Cette accumulation de nullités confirme que les organisateurs n’avaient aucune légitimité statutaire et ne pouvaient donc créer aucune légitimité nouvelle par ce pseudo-congrès. L’usurpation n’est pas le bicéphalisme. Dans le bicéphalisme, il existe deux prétentions légitimes en apparence. Dans l’usurpation, il n’y a qu’une direction légitime face à des délinquants qui s’approprient illégalement le pouvoir. La distinction est capitale car elle détermine la nature des mesures à prendre.
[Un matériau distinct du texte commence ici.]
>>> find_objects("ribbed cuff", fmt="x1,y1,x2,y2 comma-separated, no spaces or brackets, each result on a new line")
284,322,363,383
Le Ministère de l’Intérieur garant de la légalité, pas complice de l’usurpation
Le Ministère de l’Intérieur a une mission constitutionnelle claire : garantir le respect de la légalité dans le fonctionnement des partis politiques. Cette mission l’oblige à reconnaître les seules autorités statutairement compétentes et à refuser de traiter avec des usurpateurs, quels que soient les rapports de force politiques du moment.
En continuant de recevoir les membres du « directoire autoproclamé » comme s’ils étaient les représentants légitimes du PDG, le Ministère de l’Intérieur commet une faute grave. Il légitime par sa reconnaissance administrative une prise de pouvoir illégale et devient complice d’une usurpation. Cette attitude constitue une violation de ses obligations légales et un déni de justice envers la direction statutaire du parti.
Le Ministre de l’Intérieur ne peut pas invoquer un bicéphalisme inexistant pour justifier une suspension qui n’aurait d’autre effet que de valider l’usurpation en cours. Une telle décision révélerait un détournement de pouvoir caractérisé : utiliser une prérogative administrative destinée à régler les conflits internes légitimes pour éliminer un parti d’opposition gênant.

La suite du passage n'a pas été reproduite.